Higher Institute of Sports and Physical Education, Manouba University, Tunis, Tunisia.



This study aimed to estimate the optimal body size, limb-segment length, and girth or breadth ratios associated with 100-m butterfly speed performance in swimmers.


One-hundred-sixty-seven swimmers as subjects (male: N.=103; female: N.=64). Anthropometric measurements comprised height, body-mass, skinfolds, arm-span, upper-limb-length, upper-arm, forearm, hand-lengths, lower-limb-length, thigh-length, leg-length, foot-length, arm-relaxed-girth, forearm-girth, wrist-girth, thigh-girth, calf-girth, ankle-girth, biacromial and biiliocristal-breadths. To estimate the optimal body size and body composition components associated with 100-m butterfly speed performance, we adopted a multiplicative allometric log-linear regression model, which was refined using backward elimination.
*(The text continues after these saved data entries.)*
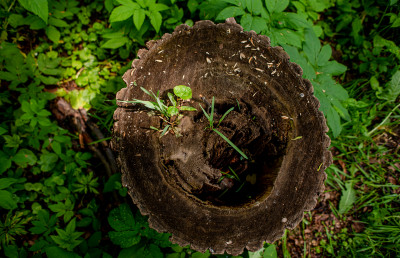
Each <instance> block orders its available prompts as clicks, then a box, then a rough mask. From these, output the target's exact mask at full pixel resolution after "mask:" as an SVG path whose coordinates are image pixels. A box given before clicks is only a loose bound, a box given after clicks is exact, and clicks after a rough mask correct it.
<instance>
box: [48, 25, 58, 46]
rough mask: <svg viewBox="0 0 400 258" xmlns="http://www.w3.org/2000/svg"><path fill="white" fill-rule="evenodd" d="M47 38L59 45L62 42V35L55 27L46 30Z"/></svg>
mask: <svg viewBox="0 0 400 258" xmlns="http://www.w3.org/2000/svg"><path fill="white" fill-rule="evenodd" d="M46 34H47V37H49V39H50V40H51V41H53V42H54V43H58V42H59V41H60V37H61V33H60V32H59V31H58V30H57V29H56V27H54V26H51V25H50V26H48V27H47V29H46Z"/></svg>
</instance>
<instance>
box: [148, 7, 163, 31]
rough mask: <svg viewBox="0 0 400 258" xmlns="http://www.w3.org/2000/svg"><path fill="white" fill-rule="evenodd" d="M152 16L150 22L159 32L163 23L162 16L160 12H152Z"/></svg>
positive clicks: (152, 25)
mask: <svg viewBox="0 0 400 258" xmlns="http://www.w3.org/2000/svg"><path fill="white" fill-rule="evenodd" d="M149 18H150V23H151V25H152V26H153V28H154V29H155V30H156V32H157V33H158V32H159V31H160V27H161V23H162V16H161V14H160V13H159V12H157V11H155V12H150V14H149Z"/></svg>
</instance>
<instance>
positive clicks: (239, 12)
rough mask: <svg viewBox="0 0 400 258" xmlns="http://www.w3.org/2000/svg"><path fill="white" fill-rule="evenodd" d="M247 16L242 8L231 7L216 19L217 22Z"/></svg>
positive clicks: (224, 9) (230, 6)
mask: <svg viewBox="0 0 400 258" xmlns="http://www.w3.org/2000/svg"><path fill="white" fill-rule="evenodd" d="M243 14H245V12H244V10H243V9H242V8H241V7H237V6H229V7H226V8H225V9H223V10H222V11H221V12H220V13H219V14H218V15H217V17H216V18H215V19H216V20H226V19H227V18H230V17H236V16H240V15H243Z"/></svg>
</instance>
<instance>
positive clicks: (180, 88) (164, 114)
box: [118, 85, 197, 137]
mask: <svg viewBox="0 0 400 258" xmlns="http://www.w3.org/2000/svg"><path fill="white" fill-rule="evenodd" d="M140 89H141V90H142V91H143V92H144V93H146V94H147V95H149V96H151V97H152V98H153V99H154V100H155V101H146V100H140V99H134V100H119V101H118V102H123V103H134V104H141V105H143V106H145V107H146V108H148V109H151V110H154V111H156V112H157V113H158V115H159V116H160V118H161V119H162V120H164V121H165V122H166V123H167V125H166V126H165V127H164V129H163V130H162V131H161V130H160V129H158V128H156V127H153V126H150V129H153V130H155V131H161V134H160V137H162V136H164V135H165V134H166V133H167V132H169V131H170V130H172V131H173V132H174V133H175V134H176V135H177V136H179V135H180V134H179V132H178V130H177V129H176V125H178V124H179V121H180V119H181V118H182V117H183V115H181V114H180V113H179V112H180V111H197V109H195V108H194V107H189V106H183V105H182V101H183V100H189V99H191V98H192V90H191V89H190V88H189V87H187V86H185V85H178V86H175V87H174V94H172V93H170V92H169V93H168V94H167V95H168V99H169V101H170V102H171V104H172V106H167V105H165V104H164V101H163V100H162V99H161V98H160V96H159V95H160V92H159V91H157V95H156V94H154V93H153V92H151V91H150V92H149V91H148V90H146V89H145V88H143V87H140ZM174 95H175V96H174ZM175 97H177V99H175ZM173 116H178V119H175V120H174V121H171V118H172V117H173Z"/></svg>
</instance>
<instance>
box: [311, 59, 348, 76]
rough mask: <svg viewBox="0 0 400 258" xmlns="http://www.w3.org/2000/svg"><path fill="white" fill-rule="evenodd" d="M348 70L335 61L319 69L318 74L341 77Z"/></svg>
mask: <svg viewBox="0 0 400 258" xmlns="http://www.w3.org/2000/svg"><path fill="white" fill-rule="evenodd" d="M346 70H347V67H346V66H345V65H342V64H340V63H338V62H336V61H335V60H334V61H329V62H328V63H327V64H325V65H324V66H321V67H319V68H318V72H319V73H322V74H330V75H340V74H342V73H344V72H345V71H346Z"/></svg>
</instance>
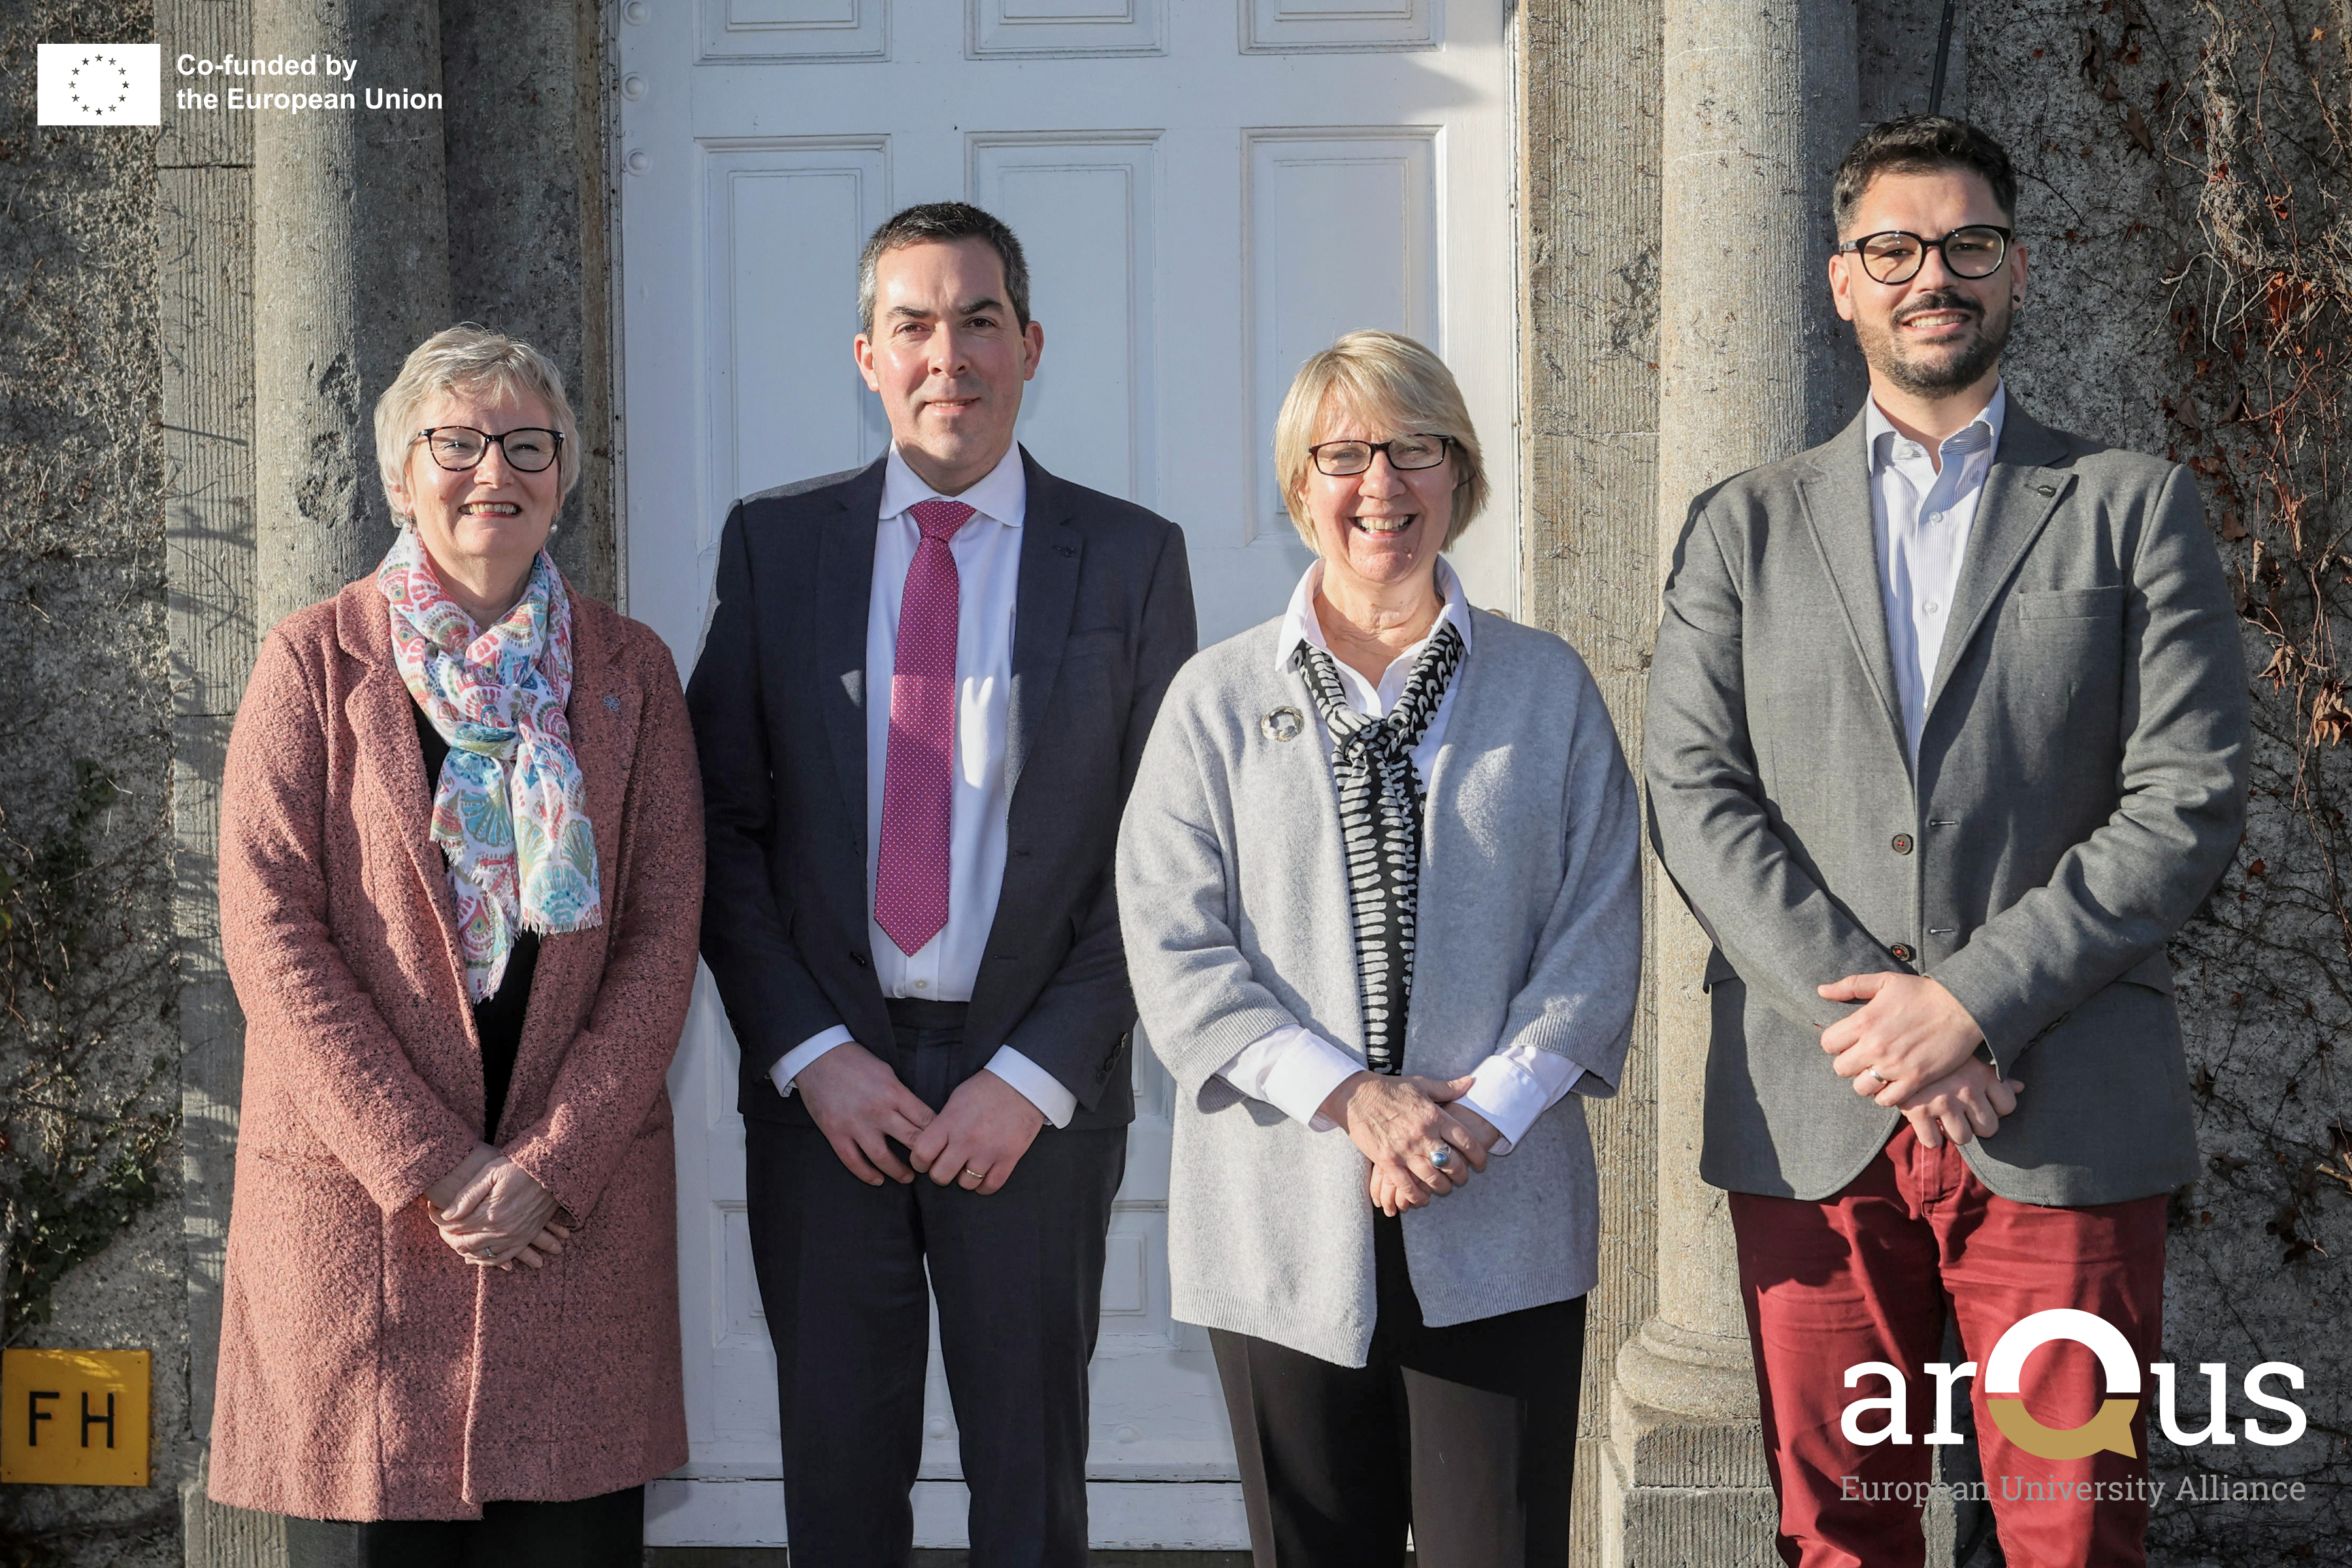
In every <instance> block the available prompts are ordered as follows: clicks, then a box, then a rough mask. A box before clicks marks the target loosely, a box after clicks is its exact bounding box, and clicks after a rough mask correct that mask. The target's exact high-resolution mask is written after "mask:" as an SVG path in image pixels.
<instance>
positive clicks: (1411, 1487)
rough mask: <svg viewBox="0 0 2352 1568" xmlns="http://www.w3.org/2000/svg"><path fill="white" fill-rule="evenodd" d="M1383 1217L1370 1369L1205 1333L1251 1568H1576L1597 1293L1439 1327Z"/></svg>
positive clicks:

Fat-mass was the singularly most important whole-body characteristic. Height and body-mass did not contribute to the model. The allometric model identified that having greater limb segment length-ratio (arm-ratio = [arm-span]/[forearm]) and limb girth-ratio (girth-ratio = [calf-girth]/[ankle-girth]) were key to butterfly speed performance. A greater arm-span to forearm-length ratio and a greater calf to ankle-girth-ratio suggest that a combination of larger arm-span and shorter forearm-length and the combination of larger calves and smaller ankles-girth may benefit butterfly swim speed performance. In addition having greater biacromial and biliocristal breadths is also a major advantage in butterfly swimming speed performance. Finally, the estimation of these ratios was made possible by adopting a multiplicative allometric model that was able to confirm, theoretically, that swim speeds are nearly independent of total body size.


The 100-m butterfly speed performance was strongly negatively associated with fat mass and positively associated with the segment length ratio (arm-span/forearm-length) and girth ratio (calf-girth)/(ankle-girth), having controlled for the developmental changes in age.